A. Lt. Dan is an Army guy. He's a military guy. He's hard core and then he gets that taken away from him and he has to sort of work to survive and move on with his life.
Having been involved with so many wounded and disabled veterans, there's no way I can kind of ignore the fact that they relate to the character. Therefore, I went ahead and named my band after the character, because everywhere I go in the military, for years now, they're always associating me with that character and calling me that character.
I know I just said, "Better just embrace it and have some fun with it." I realize the character has a meaning to them. They understand and they want that ending. The ending of Lt. Dan's story in that movie is that he's standing up and he's moving on with his life. He's successful and he's been able to put his combat experience and the catastrophic event of losing his legs behind him.
Certainly, all our wounded warriors want to be able to move forward and succeed in life after their combat service.
Q. What are your goals for your foundation and for your band?

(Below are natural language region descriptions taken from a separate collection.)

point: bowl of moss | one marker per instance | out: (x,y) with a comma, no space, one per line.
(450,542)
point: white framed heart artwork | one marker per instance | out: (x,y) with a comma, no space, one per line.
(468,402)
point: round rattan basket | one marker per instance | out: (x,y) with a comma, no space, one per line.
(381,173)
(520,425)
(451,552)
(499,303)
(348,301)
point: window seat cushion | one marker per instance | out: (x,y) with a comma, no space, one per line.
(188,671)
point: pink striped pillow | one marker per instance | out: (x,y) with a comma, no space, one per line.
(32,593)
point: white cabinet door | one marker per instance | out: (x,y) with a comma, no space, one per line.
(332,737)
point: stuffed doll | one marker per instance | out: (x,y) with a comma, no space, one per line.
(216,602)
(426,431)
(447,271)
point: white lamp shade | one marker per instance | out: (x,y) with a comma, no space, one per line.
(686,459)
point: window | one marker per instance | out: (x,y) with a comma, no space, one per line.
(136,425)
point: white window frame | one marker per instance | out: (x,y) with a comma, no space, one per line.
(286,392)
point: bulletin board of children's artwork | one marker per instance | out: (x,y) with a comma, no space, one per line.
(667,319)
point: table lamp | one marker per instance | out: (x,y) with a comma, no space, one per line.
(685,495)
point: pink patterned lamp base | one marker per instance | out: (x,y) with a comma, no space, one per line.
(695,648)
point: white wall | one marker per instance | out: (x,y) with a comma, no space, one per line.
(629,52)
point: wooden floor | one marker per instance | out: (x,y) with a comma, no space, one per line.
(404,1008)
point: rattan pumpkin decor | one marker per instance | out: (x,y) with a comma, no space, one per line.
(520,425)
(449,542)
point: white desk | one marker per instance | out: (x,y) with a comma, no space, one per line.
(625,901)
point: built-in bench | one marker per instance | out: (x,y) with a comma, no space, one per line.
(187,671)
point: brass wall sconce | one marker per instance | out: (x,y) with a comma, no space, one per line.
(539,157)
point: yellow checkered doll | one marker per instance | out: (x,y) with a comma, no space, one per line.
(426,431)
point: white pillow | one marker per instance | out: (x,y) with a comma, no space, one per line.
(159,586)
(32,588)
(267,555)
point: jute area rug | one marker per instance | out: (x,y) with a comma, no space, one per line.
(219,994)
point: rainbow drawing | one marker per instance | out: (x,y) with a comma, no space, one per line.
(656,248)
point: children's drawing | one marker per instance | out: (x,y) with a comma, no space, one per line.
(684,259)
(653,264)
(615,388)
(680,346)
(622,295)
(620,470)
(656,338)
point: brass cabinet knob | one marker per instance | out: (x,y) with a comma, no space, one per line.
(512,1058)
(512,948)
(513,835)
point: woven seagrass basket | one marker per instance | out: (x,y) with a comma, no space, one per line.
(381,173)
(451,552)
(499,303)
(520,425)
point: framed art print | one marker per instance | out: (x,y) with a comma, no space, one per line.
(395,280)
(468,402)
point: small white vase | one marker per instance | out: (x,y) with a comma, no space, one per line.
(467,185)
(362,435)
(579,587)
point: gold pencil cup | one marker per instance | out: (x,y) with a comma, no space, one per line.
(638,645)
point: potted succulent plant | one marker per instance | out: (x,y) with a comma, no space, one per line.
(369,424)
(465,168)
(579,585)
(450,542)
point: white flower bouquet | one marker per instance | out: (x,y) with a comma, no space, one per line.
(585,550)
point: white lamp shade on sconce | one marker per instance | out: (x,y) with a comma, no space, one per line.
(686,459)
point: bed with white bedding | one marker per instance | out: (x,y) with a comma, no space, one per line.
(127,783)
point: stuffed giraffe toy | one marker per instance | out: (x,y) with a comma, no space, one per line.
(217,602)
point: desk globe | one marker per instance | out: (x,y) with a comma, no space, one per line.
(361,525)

A. The Gary Sinise Foundation, I hope, can just move forward and live a long life and make a difference and continue to make a difference.
I'm always on the move, and they're like the base camp, and I'm like the soldier in the field, constantly out there engaging with people, meeting soldiers, visiting hospitals, playing concerts, supporting charities, attending events in support of our military.
It's just something that I feel is very, very important.